On a more global scale, look for an even more dramatic shift.  With internal strife forcing America out of the equation, major players like China and Russia will be sure to take advantage.  Unchecked, China will likely increase its foothold over the South China Sea.  Taiwan, no longer bolstered by the US, would find itself in a very uncomfortable position.  An emboldened Russia would be more than happy to take advantage and return to their Cold War-era level of global influence.  

With America-in-collapse, NATO nations would be forced to step up and fill the vacuum.  Unfortunately, the USA has set itself up as not only the dominant member of NATO, but as its main supplier as well.  Without American assistance, any NATO mission would find itself fielding a relatively anemic force plagued with logistic issues.  

Financially speaking, the collapse of the world's most powerful economy would have disastrous repercussions.  The entire global economy lives and dies on the whims of rampant American consumerism.  Take that out of the equation and a world-wide financial depression is almost assured.  

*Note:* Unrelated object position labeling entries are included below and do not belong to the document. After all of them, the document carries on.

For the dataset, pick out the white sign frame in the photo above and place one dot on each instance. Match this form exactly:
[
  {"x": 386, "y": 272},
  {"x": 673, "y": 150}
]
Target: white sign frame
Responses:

In short, the entire world would change.  

Can you imagine a world without America?

Some would argue that the United States has had its time in the sun.  The idea of American exceptionalism has led to much of our world's current woes.  Perhaps the USA taking a "time out" would ultimately lead to a better world after all.  More "moderate" nations (like Canada) could certainly take more of a leadership role, and the lack of an overwhelming "Super Power" military would allow for more nuanced diplomatic solutions, instead of intimidation and proxy wars. 

Whether or not that is true, the fact remains that a no-longer United States would immediately plunge the world in chaos.  Canada would have no choice but to step up.  At that point, which fighter jets we have will not be as important as whether we have any fighter force at all.  

Perhaps keeping a non-American (and possible Canadian-built) option in the mix may prove to be incredibly prescient.

Seem like too much doom-and-gloom?  Maybe.  Maybe not.  Trump's rise to power is certainly unprecedented.  During his time in office, he has done little to unite his nation.  If anything, he has openly incited more domestic conflict...  But Trump himself is not biggest issue facing America.  He is merely a symptom of a deeply divided and troubled nation, not the disease.  To non-Americans, Trump embodies all of the negative stereotypes we associate with Americans.  A crass, entitled, inarticulate bully who somehow managed to become leader of the free world.  Perhaps his rise was inevitable...  But his fall will make bigger history.